Tout cela peut se poursuivre à l’infini et n’empêche pas bien sûr qu’ils s’aiment envers et contre tout, ils ne s’aiment jamais autant que quand ils se querellent. Florian finit par admettre qu’il est un tricheur, notre héros qu’il est un marchand de cravates et tout le monde se réconcilie tandis que Bibi trouve une solution pour conduire l’histoire jusqu’à la prochaine photo parce qu’il faut bien le reconnaître, le professionnel dans cette affaire c’est tout de même lui au bout du compte.
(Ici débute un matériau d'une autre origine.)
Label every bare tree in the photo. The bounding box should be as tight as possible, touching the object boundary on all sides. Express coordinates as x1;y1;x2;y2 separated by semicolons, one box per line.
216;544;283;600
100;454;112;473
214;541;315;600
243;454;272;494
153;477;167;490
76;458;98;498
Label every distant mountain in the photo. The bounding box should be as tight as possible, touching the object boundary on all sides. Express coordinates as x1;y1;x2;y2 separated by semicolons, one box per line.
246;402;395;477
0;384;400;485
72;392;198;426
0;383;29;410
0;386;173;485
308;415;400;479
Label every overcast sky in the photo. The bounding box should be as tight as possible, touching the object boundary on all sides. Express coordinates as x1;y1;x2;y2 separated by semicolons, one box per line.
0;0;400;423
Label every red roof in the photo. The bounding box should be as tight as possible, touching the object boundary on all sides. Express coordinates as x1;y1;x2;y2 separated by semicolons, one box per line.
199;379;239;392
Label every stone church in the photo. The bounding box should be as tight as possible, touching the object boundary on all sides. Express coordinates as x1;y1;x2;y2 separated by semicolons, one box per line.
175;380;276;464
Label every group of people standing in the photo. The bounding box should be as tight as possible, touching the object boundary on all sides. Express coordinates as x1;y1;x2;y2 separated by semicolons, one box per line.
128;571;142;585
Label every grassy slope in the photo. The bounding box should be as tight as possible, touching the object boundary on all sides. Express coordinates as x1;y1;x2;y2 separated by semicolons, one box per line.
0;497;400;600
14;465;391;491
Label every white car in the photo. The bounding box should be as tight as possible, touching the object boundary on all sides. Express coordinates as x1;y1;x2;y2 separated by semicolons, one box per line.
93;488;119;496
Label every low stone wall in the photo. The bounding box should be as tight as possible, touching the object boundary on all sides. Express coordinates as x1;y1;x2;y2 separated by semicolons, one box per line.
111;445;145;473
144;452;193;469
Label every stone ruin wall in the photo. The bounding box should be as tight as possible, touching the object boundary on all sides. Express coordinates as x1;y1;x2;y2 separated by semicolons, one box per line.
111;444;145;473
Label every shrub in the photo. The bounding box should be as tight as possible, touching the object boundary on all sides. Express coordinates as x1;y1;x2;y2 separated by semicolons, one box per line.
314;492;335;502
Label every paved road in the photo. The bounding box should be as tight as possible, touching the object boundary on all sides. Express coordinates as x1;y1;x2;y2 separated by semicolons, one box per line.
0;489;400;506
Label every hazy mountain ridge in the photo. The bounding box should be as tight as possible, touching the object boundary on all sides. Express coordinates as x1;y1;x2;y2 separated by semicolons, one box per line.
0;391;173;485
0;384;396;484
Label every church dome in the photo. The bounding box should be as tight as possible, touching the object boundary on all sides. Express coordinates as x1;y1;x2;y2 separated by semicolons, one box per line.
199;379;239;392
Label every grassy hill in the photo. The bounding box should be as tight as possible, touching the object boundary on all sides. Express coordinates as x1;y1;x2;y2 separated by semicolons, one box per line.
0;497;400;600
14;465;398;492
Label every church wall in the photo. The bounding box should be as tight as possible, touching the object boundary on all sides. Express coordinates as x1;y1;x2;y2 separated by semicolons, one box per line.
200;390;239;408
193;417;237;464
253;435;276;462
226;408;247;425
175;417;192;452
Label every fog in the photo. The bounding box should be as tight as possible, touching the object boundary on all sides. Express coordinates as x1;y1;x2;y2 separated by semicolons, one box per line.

Ainsi l’histoire se poursuit-elle vaille que vaille, de semaine en semaine. Depuis combien de temps ont-ils commencé ? plus d’un an déjà. Certains thèmes émergent de leur inconscient collectif comme des épaves arrachées aux profondeurs de l’océan et qui remontent à la surface : la quête de l’immortalité, l’innocence, la gémellité, l’androgynie, et puis le sexe bien sûr, le sexe omniprésent. Florian a trouvé un truc quand il doit rendre compte de quelque mouvement qu’il ne parvient pas à justifier : « - À la suite d’une foudroyante mutation psychologique, dit-il, due à la découverte de l’orgasme… » et il est content. Les autres se récrient : « - Ah non ! tu ne va pas nous faire encore le coup ! tu nous l’as déjà fait cent fois. » Cependant il ne triche pas, il est sincère car il y croit dur comme fer, lui, à la toute puissance de l’orgasme. Pour lui c’est le joker, la réponse à tout, la clé universelle, et peut-être n’a-t-il jamais cherché que cela dans sa vie : à percer ce mystère-là.

 

Est-ce pour cette raison qu’il a fait un jour à notre héros une proposition qui bouleversera sa vie ? La scène se passe au cours d’un de leurs joyeux bavardages dans la cuisine de Florian quand Michèle a enfin consenti à aller se coucher et qu’ils se sont retrouvés en tête-à-tête devant leur bouteille de vin et leur cendrier débordant de mégots (car même depuis la naissance du deuxième enfant les invitations du samedi n’ont pas totalement cessé : pour Florian c’est l’antidote à ses soucis domestiques et pour notre héros à sa solitude). Dès que Michèle a le dos tourné, notre héros entame le récit des rencontres qu’il a faites depuis la dernière fois qu’ils se sont vus, car il continue obstinément sa quête d’une relation amoureuse en mettant annonce sur annonce dans différents quotidiens et magazines, recevant chaque fois le lot de lettres qui lui permet de vivre pendant quatre ou cinq semaines dans l’espoir d’une vraie rencontre, courant d’un rendez-vous à l’autre, d’un bout de Paris à l’autre pour, au bout du compte, trouver l’occasion – c’est déjà ça ! - de deux ou trois « petites escapades ». Les annonces sont devenues sa drogue. Florian, on s’en doute, se pourlèche de ses récits qui lui permettent de vivre par procuration. Quant à notre héros, il a compris depuis longtemps que s’il continue à mener cette quête inlassable c’est moins pour l’intérêt qu’elle présente que pour les récits qu’il pourra en faire ensuite à son camarade.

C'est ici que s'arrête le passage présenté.